Os dados são do Programa Alimentar Mundial (PAM) Moçambique e os números podem assustar: são 1,9 milhões pessoas em risco de insegurança alimentar durante os próximos meses e, pelo menos, até março de 2020 quando se espera que as sementeiras deem finalmente fruto. Os ciclones Idai, que atingiu o centro do país, e Kenneth, que atingiu o norte um mês depois, provocaram uma quebra de 16% nas colheitas deste ano, e deixaram em risco milhões de pessoas.
Num país onde a malnutrição e a escassez alimentar são uma realidade para grande parte da população, as alterações climáticas têm vindo a agravar o problema. Os ciclones e as cheias consequentes, sobretudo na região da Beira, resultaram em milhares de desalojados e em dificuldades ainda maiores para as famílias que, para além das casas, perderam o sustento. No centro do país, 80% dos lares subsistiam através da agricultura. As várias tentativas de sementeiras que foram feitas desde os ciclones – com o apoio de organizações internacionais que forneceram sementes e alfaias agrícolas – acabaram por não resultar devido ao estado dos solos.
Agora, a esperança está nas colheitas de março de 2020. Até lá, explica o PAM num relatório consultado pela VISÃO, só esta organização planeia “prestar assistência a um milhão de pessoas” entre novembro e março do próximo ano. O PAM já assistiu 2,3 milhões de pessoas entre março e agosto deste ano, nas províncias de Sofala, Manica, Zambézia, Tete, Cabo Delgado e Nampula. No entanto, vai ser difícil sair do terreno tão cedo, tendo em conta as dificuldades das populações.
“Tendo em conta as perdas consideráveis de colheitas e os danos para a subsistência agrícola, espera-se que uma quantidade substancial de agregados familiares continue a estar dependente de ajuda alimentar” até à primavera do próximo ano, lê-se no mesmo documento.
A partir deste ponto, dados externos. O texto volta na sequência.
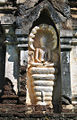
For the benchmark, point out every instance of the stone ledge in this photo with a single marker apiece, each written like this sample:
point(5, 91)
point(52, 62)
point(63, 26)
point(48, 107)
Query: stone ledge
point(17, 112)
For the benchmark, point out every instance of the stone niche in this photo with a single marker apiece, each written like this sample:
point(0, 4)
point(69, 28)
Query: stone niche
point(41, 25)
point(43, 65)
point(43, 68)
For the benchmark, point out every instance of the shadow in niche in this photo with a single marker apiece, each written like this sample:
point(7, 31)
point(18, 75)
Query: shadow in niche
point(45, 18)
point(8, 94)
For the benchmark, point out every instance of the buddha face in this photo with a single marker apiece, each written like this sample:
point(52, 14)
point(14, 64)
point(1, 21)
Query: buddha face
point(43, 36)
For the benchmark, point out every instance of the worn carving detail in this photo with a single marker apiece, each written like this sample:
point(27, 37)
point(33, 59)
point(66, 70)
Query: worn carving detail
point(41, 64)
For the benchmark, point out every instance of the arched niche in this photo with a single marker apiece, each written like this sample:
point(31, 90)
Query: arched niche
point(43, 72)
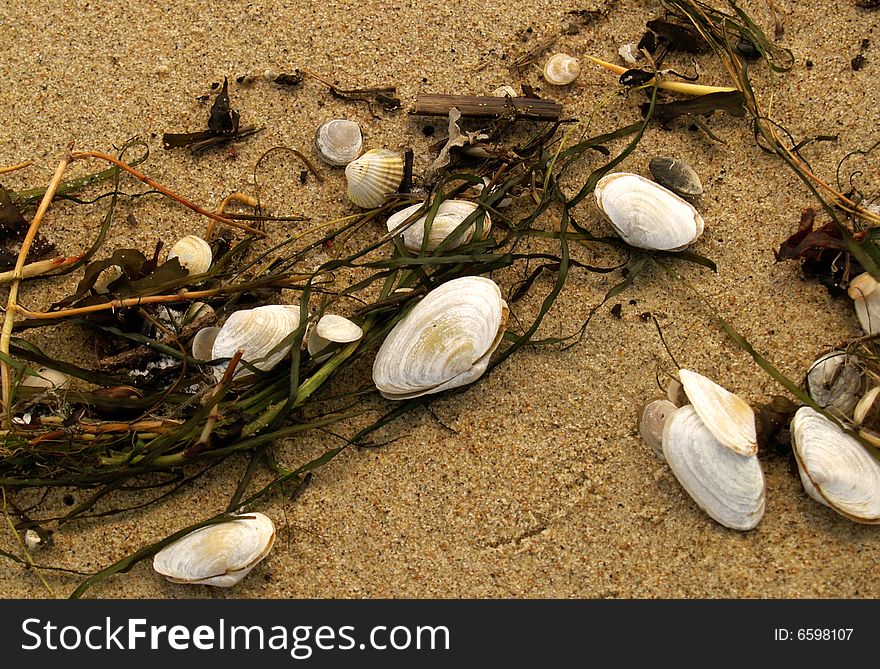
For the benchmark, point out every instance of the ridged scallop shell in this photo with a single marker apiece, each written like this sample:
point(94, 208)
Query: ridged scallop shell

No mesmo sentido, o PAM revela que já está a implementar o “Programa de Emergência de Alimentação Escolar” nos distritos que foram afetados pelo ciclone Idai (Buzi, Nhamatanda, Chemba, Chibabava) e que beneficiará 31 mil crianças: a ideia é dar-lhes comida que podem levar para casa, o que as deverá motivar a regressar no dia seguinte. Este projeto deverá terminar em abril do próximo ano.
Até agora já foram alocados, por parte do PAM, à missão em Moçambique cerca de 160 milhões de dólares. Para a próxima fase do projeto – a tal que irá até março de 2020 –, o PAM estima que sejam precisos 72 milhões de dólares.
Recorde-se que os habitantes da região da Beira, sobretudo, estão particularmente preocupados com o facto de as organizações internacionais estarem a preparar-se para abandonar o país – quase todas elas deverão sair de Moçambique até ao final do ano ou, no limite, até à Primavera de 2020. Em alguns casos – como a VISÃO já noticiou – a saída prende-se com questões de financiamento, e noutros com o final de projetos que tiveram a duração de um ano, tempo durante o qual devia ter sido possível capacitar as famílias com condições para fazerem face ao futuro.
Apesar dos esforços, milhares de famílias continuam ainda a viver em campos de reassentamento e a ter falta de acesso a água potável, a alimentação e a habitação que possa sobreviver a condições climáticas mais severas.
Na Beira, o facto de a região ser considerada um bastião da Renamo também não ajuda à atuação do Governo – que não prioriza ou acelera as obras, revelam fontes ouvidas pela VISÃO. Já em Cabo Delgado, a onda de violência que já entrou no terceiro ano consecutivo tem dificultado a vida das populações e também das organizações humanitárias que as tentam socorrer.